Jonathan Miller, president of the Miller Samuel Appraisers, said the weakness that started in the high end market has now spread to all price points.
“2015, 31 percent of the transactions in Manhattan in the third quarter were above asking price. Today, that’s about seven percent,” said Miller.
Donna Olshan, who tracks sales of properties that go for four million dollars and above, said contracts in January fell 16 percent from a year ago to its lowest level in six years.
Some of the weakness is due to oversupply.
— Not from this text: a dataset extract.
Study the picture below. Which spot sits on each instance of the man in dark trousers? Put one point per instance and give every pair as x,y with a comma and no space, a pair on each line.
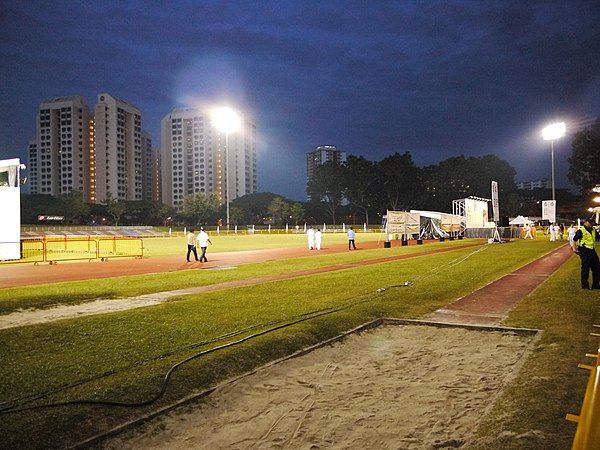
586,238
191,241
New York City went through a construction boom a few years ago.
But Olshan said the bigger cause is Trump’s new tax bill, which set a 10,000 dollar limit on annual local, state and real estate tax deductions.
“The minute they changed the tax law in the end of December 2017, the market went south,” said Olshan.
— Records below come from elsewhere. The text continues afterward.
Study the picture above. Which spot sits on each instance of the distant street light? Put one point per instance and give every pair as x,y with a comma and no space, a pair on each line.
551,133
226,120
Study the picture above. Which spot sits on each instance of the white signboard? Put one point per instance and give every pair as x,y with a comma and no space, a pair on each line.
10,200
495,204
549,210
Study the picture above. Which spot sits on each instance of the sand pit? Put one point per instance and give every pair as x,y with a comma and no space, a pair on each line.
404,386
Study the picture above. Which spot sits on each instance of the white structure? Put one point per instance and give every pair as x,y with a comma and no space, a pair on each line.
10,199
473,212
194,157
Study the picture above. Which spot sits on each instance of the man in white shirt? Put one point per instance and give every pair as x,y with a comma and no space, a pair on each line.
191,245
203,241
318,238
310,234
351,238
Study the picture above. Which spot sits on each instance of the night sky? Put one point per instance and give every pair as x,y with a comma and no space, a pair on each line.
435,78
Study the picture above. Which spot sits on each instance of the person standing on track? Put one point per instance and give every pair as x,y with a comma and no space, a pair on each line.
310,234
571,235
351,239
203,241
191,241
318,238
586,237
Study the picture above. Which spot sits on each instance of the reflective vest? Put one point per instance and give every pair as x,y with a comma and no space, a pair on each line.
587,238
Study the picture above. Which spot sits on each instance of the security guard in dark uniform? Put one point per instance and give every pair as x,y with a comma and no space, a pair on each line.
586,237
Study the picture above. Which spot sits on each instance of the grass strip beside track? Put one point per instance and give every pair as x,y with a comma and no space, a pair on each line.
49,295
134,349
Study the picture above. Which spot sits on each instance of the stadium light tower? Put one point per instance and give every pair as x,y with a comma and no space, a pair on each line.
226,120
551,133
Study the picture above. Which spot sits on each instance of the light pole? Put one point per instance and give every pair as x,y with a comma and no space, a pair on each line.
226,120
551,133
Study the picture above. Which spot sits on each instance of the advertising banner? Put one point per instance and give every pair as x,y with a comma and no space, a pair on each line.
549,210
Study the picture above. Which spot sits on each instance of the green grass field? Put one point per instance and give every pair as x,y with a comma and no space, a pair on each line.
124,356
There are other concerns as well that are making buyers more hesitant.
It’s more expensive to finance a home today than it was a year ago, because mortgage rates are rising. Others have been hit by the volatility in the stock market and some are concerned about a recession down the road.
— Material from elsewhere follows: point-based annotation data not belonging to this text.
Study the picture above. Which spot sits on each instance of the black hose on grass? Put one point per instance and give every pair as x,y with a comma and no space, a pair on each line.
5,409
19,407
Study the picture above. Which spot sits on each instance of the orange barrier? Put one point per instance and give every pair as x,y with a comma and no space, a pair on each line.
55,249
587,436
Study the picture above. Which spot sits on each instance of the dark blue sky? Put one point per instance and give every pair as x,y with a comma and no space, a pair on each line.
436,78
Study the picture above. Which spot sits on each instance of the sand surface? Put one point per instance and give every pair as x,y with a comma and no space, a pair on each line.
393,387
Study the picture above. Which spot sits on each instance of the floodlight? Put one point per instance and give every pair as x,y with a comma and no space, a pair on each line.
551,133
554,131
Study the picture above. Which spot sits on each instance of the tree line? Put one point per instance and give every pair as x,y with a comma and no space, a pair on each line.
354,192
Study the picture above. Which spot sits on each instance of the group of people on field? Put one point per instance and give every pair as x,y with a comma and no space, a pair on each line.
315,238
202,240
“Whenever there’s uncertainty in anything that an individual looks for they just take longer to process. So the way to think of this housing market is – there’s no sense of urgency. People are waiting and seeing what will happen next,” said Miller.
Olshan said sellers are going to have to lower their prices by at least 10 percent to attract buyers. A tough pill for sellers to swallow.
“They believe that if they buy Manhattan real estate they have a god given right to make a profit. Guess what – this is a market that is very humbling. It’s going to show you that we are a sector like others. Sometimes we go up, and sometimes we go down,” said Olshan.
More than 20,000 new units for rent and for sale are expected to hit the New York City’s market this year, exacerbating the city’s oversupply problem. That’s only more good news for those in the market to buy.